Old Projects:
- EuroWordNet (LE2 4003 and LE 8328), 1996-2000
Project coordinator of the EuroWordNet project (LE2 4003 and LE 8328) and site-manager for the Dutch wordnet and in charge of a team of 6 researchers and programmers.. The aim of the EuroWordNet project was to develop a multilingual database with wordnets for Dutch, Italian, Spanish, French, German, Czech, Estonian and English. Each wordnet was also linked to a so-called Inter-Lingual-Index, based on WordNet1.5. The database has been tested in an Information Retrieval application by Novell Linguistic Development. For more information see:
- EuroWordNet;
- Powerpoint presentation by Vossen;
- EuroWordNet General Document;
- Piek Vossen (ed.), 1999
EuroWordNet, Kluwer Academic Publishers;
- Piek Vossen, 2001
Condensed Meaning in EuroWordNet, The Language of Word Meaning: studies in Natural Language Processing, Cambridge University Press.
- Meaning: Developing Multilingual Web-scale Language Technologies (IST-2001-34460), 2002-2005
An international EU 5th Framework IST Project.
MEANING will be concerned with automatically collecting and analysing language data from the WWW on a large scale, and building more comprehensive multilingual lexical knowledge bases to support improved word sense disambiguation (WSD). MEANING will use state of the art NLP techniques pioneered by the consortium to enhance EuroWordNet with mainly language-independent lexico-semantic (concept) information. We will use a combination of Machine Learning and Knowledge-Based techniques in order to enrich the structure of the wordnets in different domains (subsets of the web) in five European languages: English, Italian, Spanish, Catalan and Basque. The core technology used by MEANING will include tools to perform language identification, morphological analysis, part-of-speech tagging,
named-entity recognition and classification, sentence boundary detection, shallow parsing and text categorization.
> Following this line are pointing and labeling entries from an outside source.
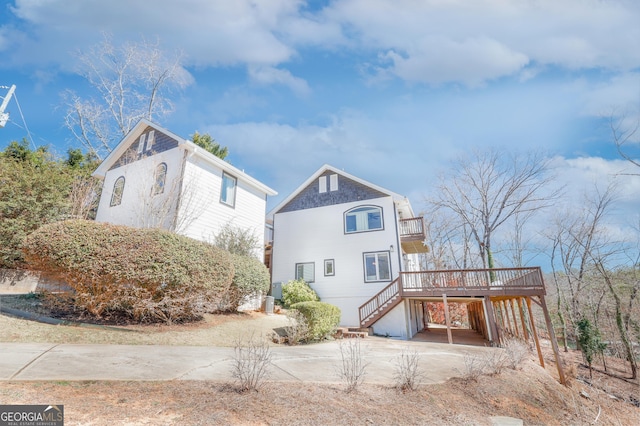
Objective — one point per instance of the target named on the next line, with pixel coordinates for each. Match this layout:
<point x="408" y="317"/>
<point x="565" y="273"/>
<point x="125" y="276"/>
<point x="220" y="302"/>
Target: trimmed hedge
<point x="251" y="277"/>
<point x="145" y="274"/>
<point x="297" y="291"/>
<point x="322" y="318"/>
- Euroterm: Extending the EuroWordNet with Public Sector Terminology, 2001-2003
The main objective of the proposed preparatory action is to offer public sector information in different languages beyond the mere homogeneous linguistic community it
originates from. The extension of the EuroWordNet and the Inter-Lingual-Index records with public sector terminology aims at providing the infrastructure for facilitating access
of European citizens and enterprises to public sector information. The action’s actual purpose is to combine effectively multilingual domain specific information into a common
lexical database through a Terminology Alignment System, lowering this way the barriers across European languages. Another main goal of the preparatory action is to explore how
such a multilingual lexical database could facilitate access to environmental information and contribute to the development and use of the European digital content. On a longer
term we expect that the domain specific terminology incorporated into the EuroWordNet multilingual database will open up a whole new range of services in Europe at a trans-national level.
- Balkanet Design and Development of a Multilingual Balkan WordNet, (IST-2000-29388), 2002-2004
The Balkan WordNet aims at the development of a multilingual lexical database comprising of individual WordNets for the Balkan languages. The most ambitious feature of the BalkaNet
is its attempt to represent semantic relations between words in each Balkan language and link them together in order to develop an on line multilingual semantic network. The main
objective is the development of each's languages WordNet from available resources covering the general vocabulary of each language. Semantic relations will be classified in the
independent WordNets according to a shared ontology. Then, all individual WordNets will be organized into a common database providing linking across them. Each of the WordNets
will be structured along the same lines as the EuroWordNet through a WordNet Management System. This project is an excellent opportunity to explore the less studied Balkan languages
and combine and compare them cross-linguistically.
- Pidgin, 2002-2004
Financially supported by the Dutch government within the framework of the CIC-programme
(Compete with ICT-competences) of the Ministries of Economic Affairs and of Educational and Cultural Affairs. In the Netherlands a consortium of five organisations has started a project with
the aim to improve the cross-lingual communication on the Internet. The name of the project is Pidgin. This name has been derived from the pidgin languages that were developed between
people with different language backgrounds during colonial times. The Pidgin-project is an unique project which combines the sciences of IT and linguistics. By using special techniques
of both sciences, Pidgin enables internet users all over the world:
1. to retrieve multi-lingual information from the internet (human-machine);
2. to communicate with their fellow users in their own native languages (human-human).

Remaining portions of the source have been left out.